Now, many of those folks who’ve gone without are beginning to question why.
The AJC reports that leaders in Roswell, a city served by MARTA bus service, are hoping to push the state legislature to explore funding for a more comprehensive, high-capacity option to stretch north of Sandy Springs.
A resolution was passed by the Roswell City Council that highlighted the potential of northward MARTA expansion to mitigate congestion in not just Roswell, but “throughout the greater Atlanta metro region.” It even went so far as to say the economy and health and safety of the public were at risk if transit wasn’t explored as an option for the area.
The resolution is basically the opposite of the response that nearby Johns Creek had to potential MARTA expansion less than two years ago.
Meanwhile, Gwinnett County also is making moves to explore high-capacity transit options to connect into the heart of Atlanta. According to the AJC, the county is preparing to embark on a transit plan to look at dedicated right-of-way transit service.

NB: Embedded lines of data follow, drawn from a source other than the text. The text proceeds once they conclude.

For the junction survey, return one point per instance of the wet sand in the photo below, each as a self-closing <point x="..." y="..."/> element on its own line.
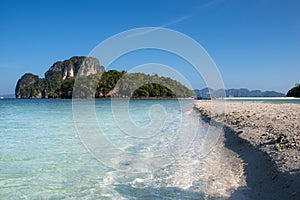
<point x="266" y="138"/>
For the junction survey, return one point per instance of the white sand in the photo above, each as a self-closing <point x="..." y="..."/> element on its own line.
<point x="267" y="138"/>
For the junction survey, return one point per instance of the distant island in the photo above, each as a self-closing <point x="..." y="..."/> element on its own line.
<point x="60" y="79"/>
<point x="294" y="92"/>
<point x="243" y="92"/>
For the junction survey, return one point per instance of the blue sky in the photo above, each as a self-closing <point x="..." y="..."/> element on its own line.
<point x="255" y="44"/>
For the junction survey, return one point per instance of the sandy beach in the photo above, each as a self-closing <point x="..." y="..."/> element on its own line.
<point x="267" y="139"/>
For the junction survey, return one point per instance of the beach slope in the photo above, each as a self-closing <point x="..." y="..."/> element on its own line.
<point x="267" y="139"/>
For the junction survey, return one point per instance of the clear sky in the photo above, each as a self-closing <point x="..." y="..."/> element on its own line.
<point x="255" y="43"/>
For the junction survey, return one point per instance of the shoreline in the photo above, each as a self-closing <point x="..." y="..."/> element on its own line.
<point x="266" y="138"/>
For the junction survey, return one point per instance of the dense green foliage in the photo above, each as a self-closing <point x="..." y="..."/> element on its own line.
<point x="59" y="83"/>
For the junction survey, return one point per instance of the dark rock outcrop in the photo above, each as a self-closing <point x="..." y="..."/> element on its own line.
<point x="59" y="75"/>
<point x="294" y="92"/>
<point x="93" y="82"/>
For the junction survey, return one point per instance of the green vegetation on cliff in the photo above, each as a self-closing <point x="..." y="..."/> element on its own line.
<point x="294" y="92"/>
<point x="93" y="81"/>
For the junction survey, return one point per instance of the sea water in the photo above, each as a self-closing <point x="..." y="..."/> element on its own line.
<point x="44" y="155"/>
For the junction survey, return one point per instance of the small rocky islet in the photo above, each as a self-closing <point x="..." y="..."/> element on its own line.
<point x="94" y="82"/>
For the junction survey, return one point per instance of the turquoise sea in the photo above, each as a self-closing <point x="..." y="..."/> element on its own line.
<point x="42" y="155"/>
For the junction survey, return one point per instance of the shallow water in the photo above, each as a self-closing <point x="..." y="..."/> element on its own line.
<point x="42" y="155"/>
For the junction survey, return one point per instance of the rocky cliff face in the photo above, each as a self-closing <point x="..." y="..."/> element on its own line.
<point x="60" y="75"/>
<point x="294" y="92"/>
<point x="69" y="68"/>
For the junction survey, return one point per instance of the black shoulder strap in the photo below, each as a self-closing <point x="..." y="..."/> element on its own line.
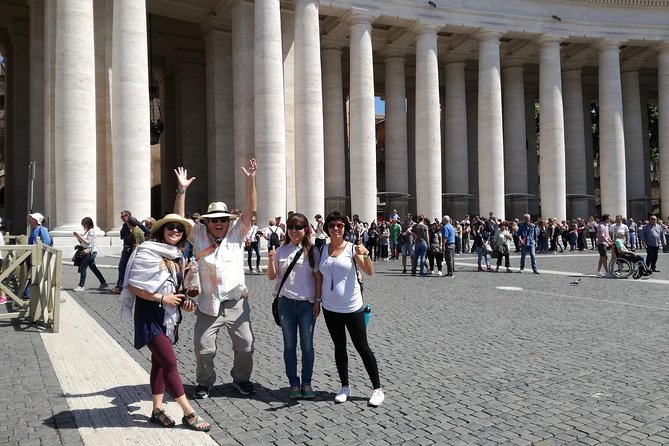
<point x="290" y="268"/>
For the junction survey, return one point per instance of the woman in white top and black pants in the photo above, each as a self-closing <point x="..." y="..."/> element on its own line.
<point x="342" y="303"/>
<point x="299" y="301"/>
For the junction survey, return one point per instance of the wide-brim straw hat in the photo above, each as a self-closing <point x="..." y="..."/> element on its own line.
<point x="218" y="209"/>
<point x="172" y="218"/>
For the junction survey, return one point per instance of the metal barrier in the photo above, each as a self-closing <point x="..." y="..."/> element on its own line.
<point x="37" y="269"/>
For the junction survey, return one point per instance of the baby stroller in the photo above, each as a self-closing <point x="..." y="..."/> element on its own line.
<point x="626" y="263"/>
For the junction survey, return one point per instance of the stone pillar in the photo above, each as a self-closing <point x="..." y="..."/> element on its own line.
<point x="515" y="139"/>
<point x="613" y="183"/>
<point x="309" y="144"/>
<point x="37" y="99"/>
<point x="289" y="98"/>
<point x="191" y="126"/>
<point x="532" y="157"/>
<point x="270" y="138"/>
<point x="243" y="30"/>
<point x="130" y="109"/>
<point x="574" y="138"/>
<point x="551" y="131"/>
<point x="362" y="117"/>
<point x="220" y="160"/>
<point x="663" y="124"/>
<point x="634" y="156"/>
<point x="397" y="179"/>
<point x="75" y="140"/>
<point x="455" y="162"/>
<point x="333" y="117"/>
<point x="428" y="123"/>
<point x="490" y="127"/>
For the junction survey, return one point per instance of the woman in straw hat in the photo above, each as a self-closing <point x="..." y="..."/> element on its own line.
<point x="151" y="284"/>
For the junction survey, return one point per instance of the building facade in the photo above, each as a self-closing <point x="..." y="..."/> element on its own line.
<point x="293" y="84"/>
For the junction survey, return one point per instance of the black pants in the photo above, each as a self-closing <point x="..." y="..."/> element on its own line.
<point x="337" y="324"/>
<point x="651" y="258"/>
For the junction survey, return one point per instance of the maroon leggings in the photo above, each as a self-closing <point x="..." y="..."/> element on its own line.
<point x="164" y="372"/>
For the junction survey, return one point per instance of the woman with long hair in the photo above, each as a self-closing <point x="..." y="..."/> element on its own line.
<point x="343" y="307"/>
<point x="88" y="241"/>
<point x="152" y="285"/>
<point x="299" y="300"/>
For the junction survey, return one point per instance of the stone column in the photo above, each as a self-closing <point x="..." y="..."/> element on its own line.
<point x="515" y="138"/>
<point x="75" y="114"/>
<point x="551" y="130"/>
<point x="270" y="138"/>
<point x="490" y="127"/>
<point x="130" y="109"/>
<point x="532" y="157"/>
<point x="309" y="144"/>
<point x="663" y="124"/>
<point x="363" y="131"/>
<point x="333" y="117"/>
<point x="191" y="126"/>
<point x="455" y="162"/>
<point x="613" y="183"/>
<point x="397" y="178"/>
<point x="634" y="156"/>
<point x="428" y="123"/>
<point x="243" y="30"/>
<point x="220" y="160"/>
<point x="574" y="138"/>
<point x="37" y="99"/>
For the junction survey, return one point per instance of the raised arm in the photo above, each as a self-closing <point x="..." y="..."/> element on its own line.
<point x="251" y="195"/>
<point x="182" y="184"/>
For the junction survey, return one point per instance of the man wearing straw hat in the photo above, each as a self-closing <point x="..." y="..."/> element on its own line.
<point x="218" y="242"/>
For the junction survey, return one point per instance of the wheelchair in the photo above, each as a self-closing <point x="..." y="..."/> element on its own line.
<point x="625" y="264"/>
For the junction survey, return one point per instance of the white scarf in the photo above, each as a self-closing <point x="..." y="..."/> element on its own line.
<point x="144" y="271"/>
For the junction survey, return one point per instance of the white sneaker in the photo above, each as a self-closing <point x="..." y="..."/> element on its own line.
<point x="377" y="398"/>
<point x="343" y="395"/>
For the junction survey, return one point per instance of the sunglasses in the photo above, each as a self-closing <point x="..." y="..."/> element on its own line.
<point x="172" y="226"/>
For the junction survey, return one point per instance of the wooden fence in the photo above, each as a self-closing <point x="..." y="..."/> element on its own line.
<point x="33" y="270"/>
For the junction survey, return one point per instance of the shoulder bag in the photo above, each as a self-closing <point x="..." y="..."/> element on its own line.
<point x="275" y="302"/>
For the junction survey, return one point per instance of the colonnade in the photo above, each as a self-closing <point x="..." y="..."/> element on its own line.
<point x="292" y="119"/>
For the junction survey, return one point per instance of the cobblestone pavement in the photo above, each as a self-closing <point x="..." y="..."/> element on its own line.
<point x="463" y="362"/>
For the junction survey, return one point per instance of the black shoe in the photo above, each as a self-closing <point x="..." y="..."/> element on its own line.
<point x="201" y="392"/>
<point x="245" y="388"/>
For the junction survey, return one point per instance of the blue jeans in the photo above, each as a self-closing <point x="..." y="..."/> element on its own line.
<point x="297" y="314"/>
<point x="523" y="250"/>
<point x="420" y="249"/>
<point x="89" y="262"/>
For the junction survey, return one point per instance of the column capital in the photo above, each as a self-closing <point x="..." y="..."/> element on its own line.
<point x="333" y="43"/>
<point x="357" y="16"/>
<point x="607" y="44"/>
<point x="393" y="50"/>
<point x="487" y="36"/>
<point x="546" y="40"/>
<point x="215" y="23"/>
<point x="420" y="28"/>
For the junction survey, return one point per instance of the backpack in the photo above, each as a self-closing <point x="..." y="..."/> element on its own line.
<point x="274" y="240"/>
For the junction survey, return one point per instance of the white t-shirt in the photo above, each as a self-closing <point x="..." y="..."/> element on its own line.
<point x="341" y="290"/>
<point x="299" y="284"/>
<point x="222" y="269"/>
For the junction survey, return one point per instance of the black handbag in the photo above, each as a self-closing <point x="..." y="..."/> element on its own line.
<point x="275" y="302"/>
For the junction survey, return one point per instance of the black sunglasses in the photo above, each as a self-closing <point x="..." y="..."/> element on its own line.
<point x="172" y="226"/>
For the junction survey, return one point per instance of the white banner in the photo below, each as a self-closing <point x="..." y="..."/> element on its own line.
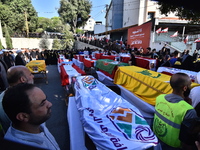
<point x="110" y="121"/>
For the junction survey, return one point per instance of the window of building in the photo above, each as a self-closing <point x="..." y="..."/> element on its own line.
<point x="151" y="15"/>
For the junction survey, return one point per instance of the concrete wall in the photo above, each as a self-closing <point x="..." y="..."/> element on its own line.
<point x="82" y="45"/>
<point x="26" y="42"/>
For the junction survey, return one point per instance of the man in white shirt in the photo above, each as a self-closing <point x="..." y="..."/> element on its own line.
<point x="28" y="108"/>
<point x="15" y="75"/>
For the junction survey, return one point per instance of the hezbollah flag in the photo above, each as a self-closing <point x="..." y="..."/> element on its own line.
<point x="144" y="83"/>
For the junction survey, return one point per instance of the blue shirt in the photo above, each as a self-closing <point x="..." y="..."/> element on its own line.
<point x="43" y="139"/>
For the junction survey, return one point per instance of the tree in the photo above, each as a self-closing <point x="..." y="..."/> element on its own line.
<point x="57" y="24"/>
<point x="56" y="44"/>
<point x="1" y="46"/>
<point x="68" y="39"/>
<point x="44" y="23"/>
<point x="74" y="12"/>
<point x="14" y="14"/>
<point x="8" y="38"/>
<point x="44" y="42"/>
<point x="183" y="12"/>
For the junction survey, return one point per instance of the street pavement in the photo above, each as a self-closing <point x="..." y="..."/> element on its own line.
<point x="56" y="94"/>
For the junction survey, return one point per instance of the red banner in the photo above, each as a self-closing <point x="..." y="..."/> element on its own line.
<point x="140" y="36"/>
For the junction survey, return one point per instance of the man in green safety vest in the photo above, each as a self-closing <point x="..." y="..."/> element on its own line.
<point x="171" y="110"/>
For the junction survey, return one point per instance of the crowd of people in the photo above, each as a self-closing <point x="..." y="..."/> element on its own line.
<point x="24" y="107"/>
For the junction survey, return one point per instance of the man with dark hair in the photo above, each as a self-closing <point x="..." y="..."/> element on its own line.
<point x="19" y="59"/>
<point x="28" y="108"/>
<point x="171" y="110"/>
<point x="15" y="75"/>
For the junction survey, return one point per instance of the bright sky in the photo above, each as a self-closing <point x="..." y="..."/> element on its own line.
<point x="48" y="8"/>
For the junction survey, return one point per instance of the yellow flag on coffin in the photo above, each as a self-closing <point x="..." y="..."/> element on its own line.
<point x="36" y="66"/>
<point x="145" y="84"/>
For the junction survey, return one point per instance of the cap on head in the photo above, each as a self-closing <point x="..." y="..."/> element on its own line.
<point x="18" y="51"/>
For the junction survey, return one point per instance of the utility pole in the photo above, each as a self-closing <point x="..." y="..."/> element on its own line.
<point x="26" y="24"/>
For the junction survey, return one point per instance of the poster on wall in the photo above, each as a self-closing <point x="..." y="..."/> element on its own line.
<point x="139" y="37"/>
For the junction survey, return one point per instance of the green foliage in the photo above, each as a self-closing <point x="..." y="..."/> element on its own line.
<point x="8" y="38"/>
<point x="13" y="15"/>
<point x="39" y="30"/>
<point x="79" y="31"/>
<point x="44" y="42"/>
<point x="50" y="25"/>
<point x="56" y="44"/>
<point x="68" y="40"/>
<point x="187" y="14"/>
<point x="75" y="12"/>
<point x="1" y="46"/>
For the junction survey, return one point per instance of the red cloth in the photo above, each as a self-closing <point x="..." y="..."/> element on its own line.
<point x="109" y="75"/>
<point x="125" y="59"/>
<point x="108" y="57"/>
<point x="88" y="63"/>
<point x="64" y="76"/>
<point x="81" y="57"/>
<point x="98" y="56"/>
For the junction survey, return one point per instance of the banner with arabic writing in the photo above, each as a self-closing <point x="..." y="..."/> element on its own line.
<point x="110" y="121"/>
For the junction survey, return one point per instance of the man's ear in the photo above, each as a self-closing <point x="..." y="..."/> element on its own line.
<point x="22" y="79"/>
<point x="185" y="88"/>
<point x="24" y="117"/>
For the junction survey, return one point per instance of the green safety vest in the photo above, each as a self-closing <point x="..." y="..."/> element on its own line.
<point x="167" y="120"/>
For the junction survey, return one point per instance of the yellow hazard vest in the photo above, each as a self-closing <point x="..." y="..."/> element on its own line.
<point x="167" y="120"/>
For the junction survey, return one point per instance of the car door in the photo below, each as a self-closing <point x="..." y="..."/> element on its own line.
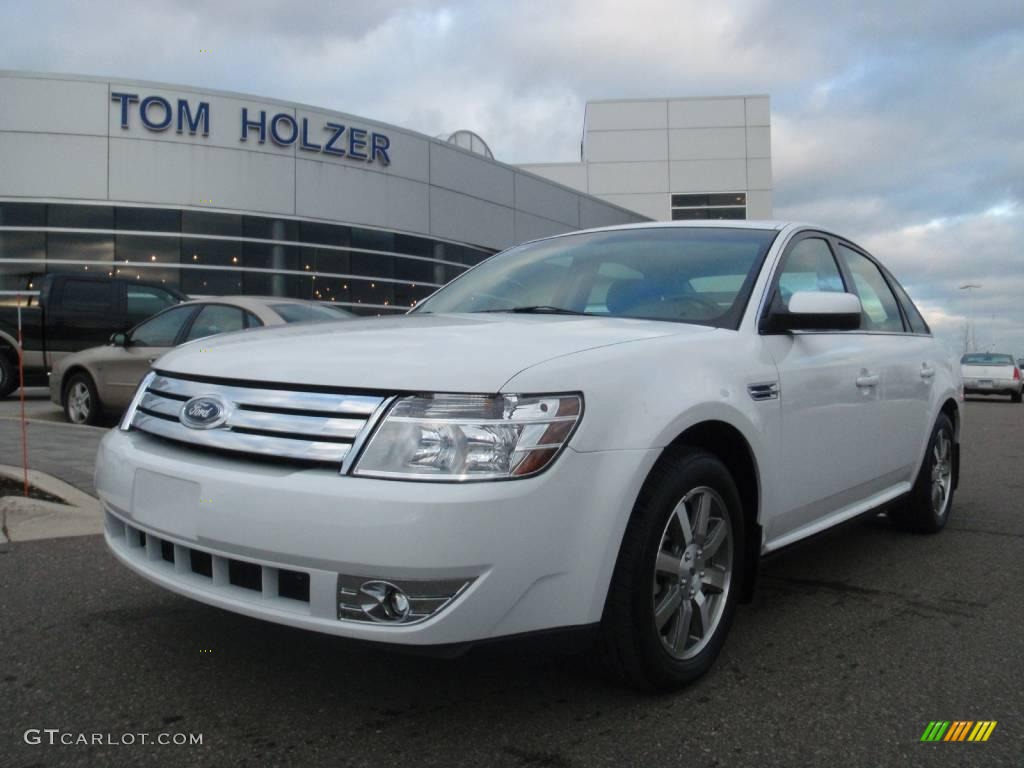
<point x="830" y="412"/>
<point x="121" y="372"/>
<point x="905" y="361"/>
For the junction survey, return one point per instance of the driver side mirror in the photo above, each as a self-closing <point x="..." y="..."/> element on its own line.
<point x="813" y="310"/>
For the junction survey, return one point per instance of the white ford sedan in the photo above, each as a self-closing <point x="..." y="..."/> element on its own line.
<point x="600" y="432"/>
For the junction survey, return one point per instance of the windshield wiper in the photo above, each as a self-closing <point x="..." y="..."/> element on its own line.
<point x="536" y="309"/>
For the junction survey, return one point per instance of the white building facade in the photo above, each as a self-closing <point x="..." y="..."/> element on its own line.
<point x="215" y="193"/>
<point x="675" y="158"/>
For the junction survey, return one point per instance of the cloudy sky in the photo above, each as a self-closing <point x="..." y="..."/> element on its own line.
<point x="898" y="122"/>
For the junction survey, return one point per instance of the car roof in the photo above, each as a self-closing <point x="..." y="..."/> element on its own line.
<point x="249" y="302"/>
<point x="702" y="224"/>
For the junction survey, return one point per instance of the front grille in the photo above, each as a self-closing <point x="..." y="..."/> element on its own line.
<point x="291" y="424"/>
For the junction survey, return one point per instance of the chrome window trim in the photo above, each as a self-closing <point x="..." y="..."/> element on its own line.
<point x="261" y="241"/>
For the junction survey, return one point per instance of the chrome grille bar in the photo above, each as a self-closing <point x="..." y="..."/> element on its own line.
<point x="289" y="399"/>
<point x="289" y="423"/>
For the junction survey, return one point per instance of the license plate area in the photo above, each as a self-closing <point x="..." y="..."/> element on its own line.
<point x="166" y="503"/>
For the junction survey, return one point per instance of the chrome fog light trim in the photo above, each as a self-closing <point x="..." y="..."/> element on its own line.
<point x="394" y="600"/>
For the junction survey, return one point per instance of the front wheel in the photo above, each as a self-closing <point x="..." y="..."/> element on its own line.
<point x="926" y="509"/>
<point x="81" y="400"/>
<point x="674" y="590"/>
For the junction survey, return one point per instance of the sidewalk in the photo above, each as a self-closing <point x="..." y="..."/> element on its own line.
<point x="64" y="451"/>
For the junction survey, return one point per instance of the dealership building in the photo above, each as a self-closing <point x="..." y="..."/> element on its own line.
<point x="216" y="193"/>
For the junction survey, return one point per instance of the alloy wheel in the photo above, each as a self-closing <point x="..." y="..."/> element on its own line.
<point x="941" y="472"/>
<point x="692" y="572"/>
<point x="79" y="402"/>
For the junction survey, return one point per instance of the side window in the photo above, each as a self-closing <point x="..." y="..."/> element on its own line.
<point x="143" y="301"/>
<point x="918" y="324"/>
<point x="809" y="265"/>
<point x="88" y="295"/>
<point x="163" y="330"/>
<point x="216" y="318"/>
<point x="881" y="307"/>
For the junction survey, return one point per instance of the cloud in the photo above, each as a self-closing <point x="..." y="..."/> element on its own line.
<point x="896" y="122"/>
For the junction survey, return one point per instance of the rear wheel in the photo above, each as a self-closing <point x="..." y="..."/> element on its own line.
<point x="81" y="400"/>
<point x="674" y="590"/>
<point x="927" y="507"/>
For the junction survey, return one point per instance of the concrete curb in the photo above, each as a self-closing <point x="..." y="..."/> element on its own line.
<point x="30" y="519"/>
<point x="50" y="484"/>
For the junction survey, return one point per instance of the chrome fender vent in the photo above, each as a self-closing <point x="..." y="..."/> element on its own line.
<point x="763" y="391"/>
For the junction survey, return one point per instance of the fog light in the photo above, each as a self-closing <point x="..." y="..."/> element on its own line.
<point x="394" y="601"/>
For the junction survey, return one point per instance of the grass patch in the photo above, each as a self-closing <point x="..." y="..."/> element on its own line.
<point x="16" y="487"/>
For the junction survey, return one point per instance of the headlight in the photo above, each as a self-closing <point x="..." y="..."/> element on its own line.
<point x="470" y="437"/>
<point x="137" y="398"/>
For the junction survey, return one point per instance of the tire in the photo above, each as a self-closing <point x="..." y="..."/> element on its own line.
<point x="926" y="509"/>
<point x="81" y="401"/>
<point x="8" y="372"/>
<point x="640" y="641"/>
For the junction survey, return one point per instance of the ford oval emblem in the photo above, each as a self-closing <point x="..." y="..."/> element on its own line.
<point x="204" y="412"/>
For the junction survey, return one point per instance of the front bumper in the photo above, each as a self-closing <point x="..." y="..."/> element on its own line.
<point x="535" y="554"/>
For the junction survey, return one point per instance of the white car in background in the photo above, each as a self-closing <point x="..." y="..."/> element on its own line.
<point x="599" y="432"/>
<point x="991" y="373"/>
<point x="99" y="381"/>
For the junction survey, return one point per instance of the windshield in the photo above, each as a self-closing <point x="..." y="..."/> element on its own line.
<point x="685" y="274"/>
<point x="986" y="358"/>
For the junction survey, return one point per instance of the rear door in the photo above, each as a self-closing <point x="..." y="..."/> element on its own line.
<point x="905" y="361"/>
<point x="832" y="420"/>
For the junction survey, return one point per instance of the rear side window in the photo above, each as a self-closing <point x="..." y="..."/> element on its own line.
<point x="143" y="301"/>
<point x="216" y="318"/>
<point x="918" y="324"/>
<point x="809" y="265"/>
<point x="163" y="330"/>
<point x="881" y="308"/>
<point x="88" y="294"/>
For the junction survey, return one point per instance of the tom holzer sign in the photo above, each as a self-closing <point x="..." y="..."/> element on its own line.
<point x="158" y="114"/>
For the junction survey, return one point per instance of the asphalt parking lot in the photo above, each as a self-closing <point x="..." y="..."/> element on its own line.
<point x="854" y="643"/>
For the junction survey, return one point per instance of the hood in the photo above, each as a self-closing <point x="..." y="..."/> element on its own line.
<point x="416" y="352"/>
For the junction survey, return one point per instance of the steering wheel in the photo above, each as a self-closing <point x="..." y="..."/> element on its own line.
<point x="711" y="308"/>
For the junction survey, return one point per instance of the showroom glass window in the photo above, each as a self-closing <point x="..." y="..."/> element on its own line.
<point x="208" y="253"/>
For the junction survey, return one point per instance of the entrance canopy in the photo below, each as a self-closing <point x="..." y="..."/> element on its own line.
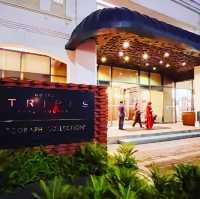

While the study isn’t tied to MARTA, the report will outline what options that county has, including heavy rail and bus rapid transit.
The transit plan will follow a study about transportation in Gwinnett conducted last year—one that hinted citizens and government leaders understand the importance of transit.
A shift in attitudes in the quickly growing and changing county isn’t all that surprising.
With the state legislature set to look into ways to support transit in the metro area, it seems the train of progressive mindsets toward regional transit is finally on track.